After finding the box at the elementary school, Sorey contacted her friend, Democratic state Rep. Shevrin Jones, who attended the Harvard Kennedy School's Senior Executives in State & Local Government program with Sorey's husband.

Jones called the Broward Elections Department. When he told the elections official about the box labeled provisional ballots, he said the official on the phone told him the box merely contained "ballot paper."

Jones said he did not understand how the elections official would know what the contents of the box were, or why the box appeared to be locked, without having someone physically check it.

"I don't know how they would be able to determine that there was nothing in the box just from pictures they had seen or just from me having a conversation with them," Jones said in a telephone interview Thursday night.

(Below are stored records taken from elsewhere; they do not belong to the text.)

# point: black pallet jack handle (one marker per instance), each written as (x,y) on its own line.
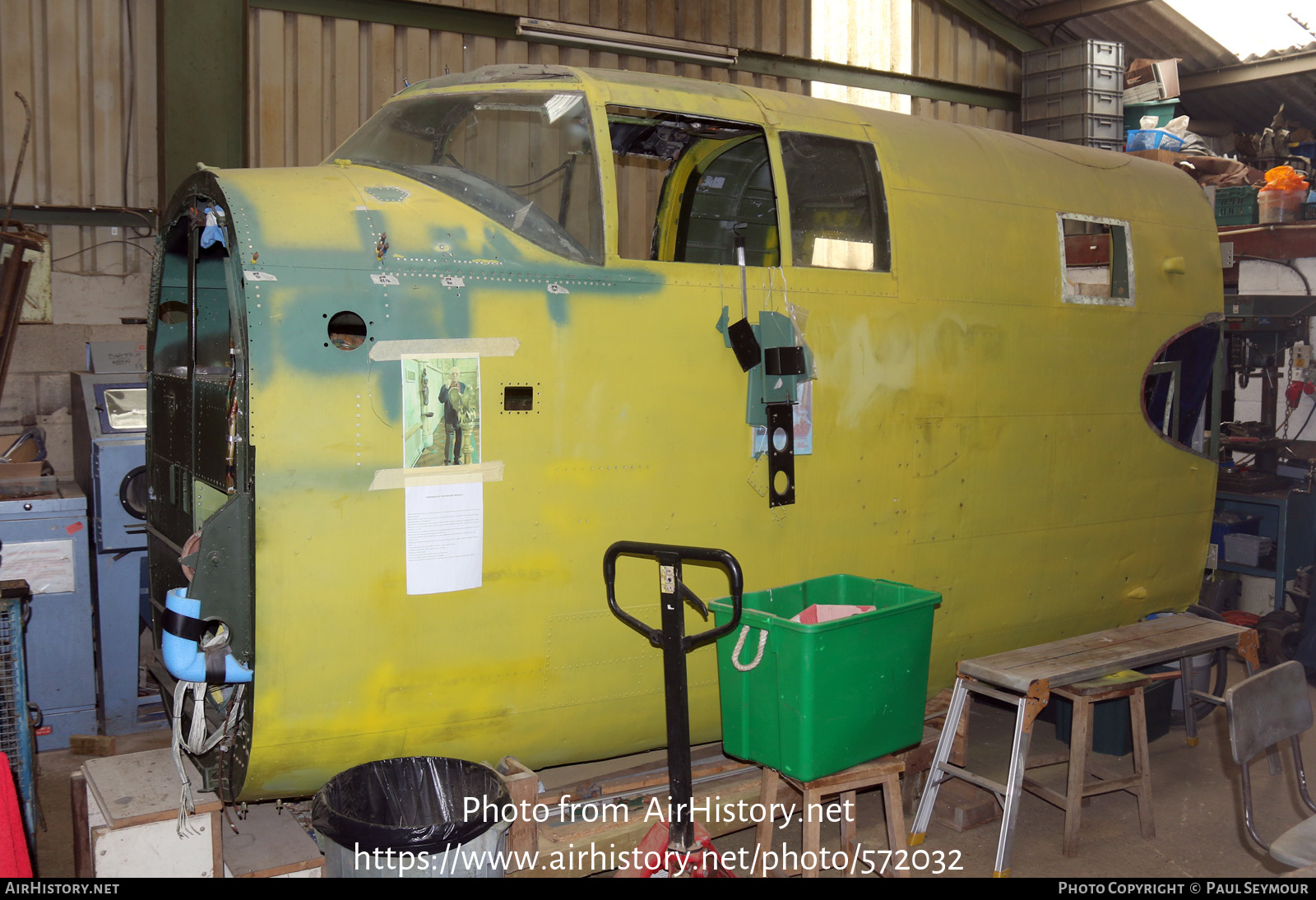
(675,643)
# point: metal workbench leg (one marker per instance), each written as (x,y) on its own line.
(1190,715)
(936,774)
(1013,786)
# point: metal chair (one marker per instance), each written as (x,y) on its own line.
(1265,709)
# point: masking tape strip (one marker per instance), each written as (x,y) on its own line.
(387,479)
(386,350)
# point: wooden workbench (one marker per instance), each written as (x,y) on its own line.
(1026,676)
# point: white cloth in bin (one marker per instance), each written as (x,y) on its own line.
(828,612)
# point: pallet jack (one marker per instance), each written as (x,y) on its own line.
(679,847)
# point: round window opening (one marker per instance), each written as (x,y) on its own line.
(346,331)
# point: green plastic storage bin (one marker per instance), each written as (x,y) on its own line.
(1236,206)
(1112,731)
(832,695)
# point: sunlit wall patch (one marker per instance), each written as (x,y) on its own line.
(1096,261)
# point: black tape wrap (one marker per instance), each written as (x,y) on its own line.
(183,627)
(215,665)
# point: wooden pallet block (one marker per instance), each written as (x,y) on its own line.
(132,819)
(270,844)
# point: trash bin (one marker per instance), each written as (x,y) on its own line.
(827,696)
(410,818)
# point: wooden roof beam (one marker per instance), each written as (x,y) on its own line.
(1066,9)
(1257,70)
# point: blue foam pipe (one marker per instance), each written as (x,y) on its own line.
(183,658)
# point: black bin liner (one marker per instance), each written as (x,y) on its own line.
(414,803)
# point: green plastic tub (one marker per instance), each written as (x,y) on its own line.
(824,698)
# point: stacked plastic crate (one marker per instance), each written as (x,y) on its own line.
(1076,94)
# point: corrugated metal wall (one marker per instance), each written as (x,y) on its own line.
(948,48)
(313,79)
(87,67)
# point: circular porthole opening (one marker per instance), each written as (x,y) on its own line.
(132,492)
(346,331)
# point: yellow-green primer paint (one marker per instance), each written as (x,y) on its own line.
(973,434)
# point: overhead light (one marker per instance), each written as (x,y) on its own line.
(625,42)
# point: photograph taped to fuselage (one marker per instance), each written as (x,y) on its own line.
(441,411)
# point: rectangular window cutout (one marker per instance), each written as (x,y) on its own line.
(517,397)
(1096,261)
(690,186)
(839,210)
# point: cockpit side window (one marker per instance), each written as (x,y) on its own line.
(688,187)
(839,210)
(523,158)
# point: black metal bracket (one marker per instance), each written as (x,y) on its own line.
(781,429)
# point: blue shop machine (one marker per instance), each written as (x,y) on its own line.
(109,465)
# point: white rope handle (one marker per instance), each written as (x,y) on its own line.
(740,645)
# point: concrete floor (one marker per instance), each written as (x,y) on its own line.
(1197,799)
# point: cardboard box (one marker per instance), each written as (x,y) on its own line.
(1160,155)
(1161,72)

Jones said that no one from the Broward County election called him back to tell him whether the box had been checked or picked up.

"It could still be in the storage area," Jones said. "It's so baffling. It's so bad."

"There has to be a better way in how we are administrating when it comes to the election process, especially now," Jones said. "We are 48 hours after the election and we are in a total cluster mess-up. It's unfortunate that we are in this situation again -- Broward County is the laughingstock of the country."